“That? That’s The Whispering Pines, the country club-house, where—”

He didn’t wait for the end of the sentence, but plunged into the thickest group of people he could find, with a determination greater than ever to turn those bottles over before he ate.

His manner of going about this was characteristic. Lounging about the stalls until he found just the sort of old codger he wanted, he scraped up an acquaintance with him on the spot, and succeeded in making himself so agreeable that when the old fellow sauntered back to the stables to take a look at his horse, Sweetwater accompanied him. Hanging round the stable-door, he kept up his chatter, while sizing up the bottles heaped in the cart at his side. He even allowed himself to touch one or two in an absent way, and was meditating an accidental upset of the whole collection when a woman he had not seen before, thrust her head out of a rear window, shouting sharply:

“Leave those bottles alone. They’re waiting for the old clothes man. He pays us money for them.”

Sweetwater gaped and strolled away. He had used his eyes to purpose, and was quite assured that the bottle he wanted was not there. But the woman’s words had given him his cue, and when later in the day a certain old Jew peddler went his rounds through this portion of the city, a disreputable-looking fellow accompanied him, whom even the sharp landlady in Cuthbert Road would have failed to recognise as the same man who had occupied the snuggery the night before. He was many hours on the route and had many new experiences with human nature. But he gained little else, and was considering with what words he should acknowledge his defeat at police headquarters, when he found himself again at the markets and a minute later in the alley where the cart stood, with the contents of which he had busied himself earlier in the day.

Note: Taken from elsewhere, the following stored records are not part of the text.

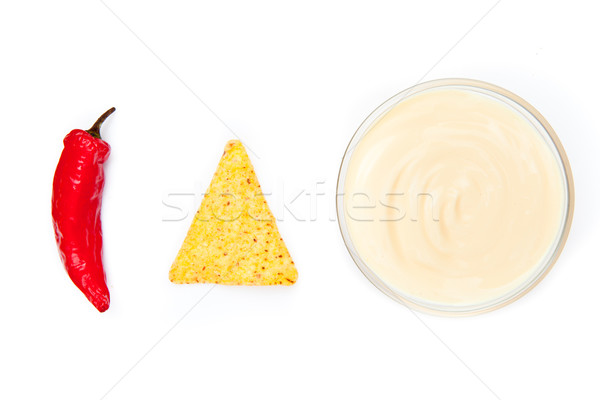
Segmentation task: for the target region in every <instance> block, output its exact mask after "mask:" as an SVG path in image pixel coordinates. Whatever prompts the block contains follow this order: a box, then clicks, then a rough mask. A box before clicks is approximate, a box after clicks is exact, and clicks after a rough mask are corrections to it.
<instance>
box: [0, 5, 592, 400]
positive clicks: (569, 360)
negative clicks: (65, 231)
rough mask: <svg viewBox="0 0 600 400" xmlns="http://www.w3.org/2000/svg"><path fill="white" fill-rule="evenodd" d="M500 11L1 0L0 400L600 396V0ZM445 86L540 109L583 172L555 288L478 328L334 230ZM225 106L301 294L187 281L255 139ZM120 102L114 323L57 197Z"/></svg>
mask: <svg viewBox="0 0 600 400" xmlns="http://www.w3.org/2000/svg"><path fill="white" fill-rule="evenodd" d="M559 3H563V4H562V5H560V4H559ZM494 4H495V0H493V1H489V0H488V1H466V0H455V1H451V2H446V1H410V2H398V1H387V2H386V1H369V2H362V3H361V2H349V1H339V2H331V1H303V2H297V3H296V4H284V2H281V1H251V2H249V1H219V2H185V1H163V2H158V1H116V0H106V5H104V4H103V3H102V2H100V1H96V0H86V1H37V2H27V1H22V2H16V1H15V2H3V4H2V6H0V43H1V47H0V50H1V57H2V58H1V61H0V72H1V74H0V110H2V111H1V114H0V132H1V133H2V145H1V146H0V171H1V174H2V196H0V206H1V208H0V212H1V215H2V220H1V223H0V226H1V228H0V229H1V234H2V252H1V254H0V257H1V259H0V262H1V268H2V275H1V278H0V304H1V306H0V307H2V308H1V310H2V313H1V314H0V317H1V324H2V329H1V331H0V380H1V384H0V397H1V398H6V399H8V398H10V399H21V398H22V399H42V398H60V399H102V398H105V399H132V398H144V399H149V398H157V399H158V398H174V399H175V398H176V399H192V398H194V399H200V398H202V399H217V398H228V399H229V398H236V399H237V398H261V399H263V398H265V399H269V398H273V399H279V398H313V397H314V398H349V397H350V398H382V397H384V396H386V397H389V398H392V397H393V398H406V399H442V398H443V399H478V400H481V399H497V398H500V399H502V400H508V399H533V398H539V399H542V398H543V399H563V398H574V399H575V398H579V399H584V398H585V399H588V398H598V397H599V396H600V388H599V387H598V383H597V378H598V376H599V374H600V366H599V363H598V360H599V359H600V346H599V344H598V338H599V337H600V324H599V322H598V320H599V317H598V315H599V314H598V305H599V302H600V300H599V290H598V285H599V283H600V269H599V267H600V262H599V261H598V260H599V256H598V249H599V246H600V218H599V211H598V206H597V205H598V203H599V201H600V193H599V190H598V187H599V183H600V176H599V175H600V174H599V171H600V157H599V156H598V151H599V150H600V136H599V130H600V123H599V122H598V121H600V120H599V118H598V115H599V114H600V100H599V93H600V79H599V78H598V71H600V56H599V55H598V54H599V52H598V44H597V38H598V37H600V24H598V21H597V14H598V13H597V10H595V9H594V7H592V4H593V3H592V2H585V1H569V2H548V1H516V0H501V1H500V2H499V3H498V4H497V5H496V6H495V7H493V6H494ZM492 7H493V9H492ZM111 9H112V11H111ZM490 9H491V11H490ZM488 11H489V13H488ZM486 13H487V14H486ZM484 15H485V17H484ZM482 17H484V18H483V19H481V18H482ZM442 77H466V78H474V79H481V80H485V81H489V82H491V83H494V84H497V85H499V86H503V87H505V88H506V89H509V90H511V91H513V92H515V93H517V94H518V95H520V96H521V97H523V98H525V99H526V100H527V101H529V102H530V103H532V104H533V105H534V106H535V107H536V108H538V109H539V110H540V111H541V112H542V114H544V115H545V116H546V117H547V119H548V120H549V122H550V123H551V124H552V125H553V126H554V128H555V130H556V131H557V133H558V135H559V136H560V138H561V140H562V142H563V144H564V147H565V149H566V151H567V154H568V155H569V158H570V161H571V164H572V168H573V173H574V177H575V189H576V199H577V200H576V207H575V218H574V223H573V228H572V231H571V235H570V237H569V240H568V242H567V246H566V248H565V250H564V252H563V254H562V256H561V258H560V260H559V262H558V263H557V265H556V266H555V268H554V269H553V270H552V272H551V273H550V274H549V275H548V277H547V278H546V279H545V280H544V281H543V282H542V283H541V284H540V285H539V286H538V287H536V288H535V289H534V290H533V291H532V292H531V293H530V294H528V295H527V296H525V297H524V298H523V299H521V300H519V301H517V302H516V303H514V304H512V305H510V306H508V307H506V308H504V309H501V310H498V311H494V312H492V313H490V314H486V315H482V316H478V317H470V318H461V319H449V318H439V317H432V316H425V315H421V314H419V315H418V316H417V315H415V314H413V313H411V312H410V311H409V310H407V309H406V308H404V306H402V305H400V304H397V303H395V302H394V301H392V300H390V299H388V298H387V297H386V296H385V295H383V294H382V293H380V292H379V291H378V290H377V289H376V288H375V287H373V286H372V285H371V284H370V283H369V282H368V281H367V280H366V279H365V278H364V277H363V276H362V274H361V273H360V272H359V270H358V269H357V268H356V267H355V265H354V264H353V262H352V260H351V259H350V257H349V255H348V254H347V252H346V250H345V247H344V245H343V242H342V240H341V237H340V234H339V231H338V227H337V223H336V222H335V213H334V197H335V181H336V178H337V172H338V168H339V164H340V161H341V157H342V155H343V151H344V149H345V147H346V145H347V143H348V141H349V140H350V137H351V135H352V134H353V132H354V131H355V129H356V128H357V127H358V125H359V124H360V123H361V121H362V120H363V119H364V118H365V117H366V116H367V115H368V114H369V112H370V111H372V110H373V109H374V108H375V107H377V106H378V105H379V104H380V103H381V102H383V101H384V100H385V99H387V98H388V97H390V96H392V95H394V94H395V93H397V92H399V91H400V90H402V89H404V88H406V87H408V86H411V85H413V84H415V83H417V82H418V81H420V80H429V79H434V78H442ZM203 102H204V103H205V104H203ZM206 105H208V106H209V107H210V108H211V109H212V110H213V111H214V113H215V114H216V115H217V116H218V117H219V118H221V119H222V121H224V122H225V124H227V126H229V127H230V128H231V131H233V132H235V135H238V136H239V137H240V138H242V140H243V141H244V143H245V144H246V145H247V147H248V149H249V154H250V157H251V159H252V161H253V163H254V165H255V168H256V171H257V173H258V176H259V179H260V181H261V184H262V186H263V189H264V190H265V192H267V193H272V195H271V197H270V198H269V202H270V204H271V208H272V209H273V212H274V213H275V215H276V216H277V217H278V218H279V219H280V220H281V221H280V222H279V228H280V231H281V233H282V235H283V237H284V239H285V241H286V243H287V245H288V247H289V249H290V252H291V254H292V256H293V258H294V259H295V262H296V265H297V267H298V270H299V281H298V283H297V284H296V285H295V286H293V287H276V288H273V287H269V288H255V287H251V288H247V287H222V286H216V287H214V289H213V290H212V291H210V293H208V295H207V296H206V297H205V298H203V299H202V300H201V301H200V302H198V301H199V300H200V299H201V298H202V296H203V295H205V294H206V293H207V292H208V291H209V290H210V289H211V288H212V286H210V285H189V286H178V285H173V284H171V283H170V282H169V280H168V278H167V276H168V270H169V267H170V264H171V262H172V260H173V258H174V257H175V254H176V252H177V250H178V248H179V245H180V244H181V241H182V240H183V238H184V236H185V233H186V231H187V228H188V226H189V224H190V222H191V216H192V215H193V213H194V211H195V208H196V207H197V206H198V205H199V203H200V201H201V193H202V192H203V191H204V190H205V188H206V187H207V185H208V183H209V181H210V178H211V176H212V174H213V172H214V169H215V167H216V164H217V162H218V160H219V157H220V155H221V152H222V148H223V146H224V144H225V142H226V141H227V140H228V139H231V138H234V133H232V132H231V131H230V130H229V129H228V128H227V127H226V126H225V125H224V124H223V123H222V122H221V121H219V119H217V117H216V116H215V115H213V114H212V113H211V112H210V111H209V110H208V109H207V107H206ZM111 106H115V107H116V108H117V112H116V113H115V114H113V116H111V118H110V120H109V121H108V122H107V123H106V124H105V126H104V131H103V136H104V138H105V139H106V140H107V141H108V142H109V143H110V144H111V146H112V155H111V158H110V160H109V162H108V163H107V165H106V180H107V184H106V190H105V198H104V208H103V210H102V212H103V224H104V232H105V247H104V254H105V266H106V272H107V276H108V281H109V287H110V290H111V297H112V303H111V307H110V309H109V310H108V311H107V312H106V313H105V314H100V313H98V312H97V311H96V310H95V309H94V308H93V307H92V306H91V305H90V304H89V303H88V302H87V301H86V300H85V298H84V297H83V295H82V294H81V293H80V292H79V291H78V290H77V289H76V288H75V286H74V285H73V284H72V283H71V282H70V280H69V278H68V276H67V274H66V273H65V272H64V270H63V267H62V266H61V264H60V261H59V257H58V253H57V250H56V244H55V242H54V237H53V232H52V226H51V219H50V195H51V183H52V177H53V174H54V168H55V166H56V163H57V161H58V158H59V156H60V152H61V150H62V139H63V137H64V136H65V135H66V134H67V133H68V132H69V131H70V130H71V129H73V128H82V129H85V128H88V127H89V126H90V125H91V124H92V122H93V121H94V120H95V119H96V118H97V116H98V115H99V114H101V113H102V112H103V111H104V110H105V109H107V108H109V107H111ZM318 182H323V183H322V184H318V185H317V183H318ZM315 186H318V190H317V189H315ZM317 192H320V193H324V195H320V196H316V193H317ZM173 193H188V194H192V195H179V196H171V194H173ZM299 193H300V196H299V197H298V199H297V200H296V201H295V202H291V200H292V199H293V198H294V197H295V196H297V195H298V194H299ZM163 202H166V203H167V204H172V205H176V206H177V207H180V208H181V209H182V210H183V211H178V210H176V209H173V208H169V207H167V206H165V205H164V203H163ZM285 204H288V209H289V211H288V210H286V209H285V208H284V207H283V206H284V205H285ZM311 204H312V205H311ZM188 213H189V214H188ZM292 214H293V215H292ZM181 218H183V220H180V221H165V220H172V219H181ZM103 396H104V397H103Z"/></svg>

He had followed the peddler here because he had followed him to every other back door and alley. But he was tired and had small interest in the cart which looked quite undisturbed and in exactly the same condition as when he turned his back upon it in the morning. But when he drew nearer and began to lend a hand in removing the bottles to the waggon, he discovered that a bottle had been added to the pile, and that this bottle bore the label which marked it as being one of the two which had been taken from the club-house on the night of the murder.

XVII
“MUST I TELL THESE THINGS?”

Had I but died an hour before this chance,
I had liv’d a blessed time; for from this instant,
There’s nothing serious in mortality:
All is but toys; renown, and grace is dead;
The wine of life is drawn, and the lees
Is left this vault to brag of.

Macbeth.

The lamp in the coroner’s room shone dully on the perturbed faces of three anxious men. They had been talking earnestly and long, but were now impatiently awaiting the appearance of a fourth party, as was shown by the glances which each threw from time to time towards the door leading into the main corridor.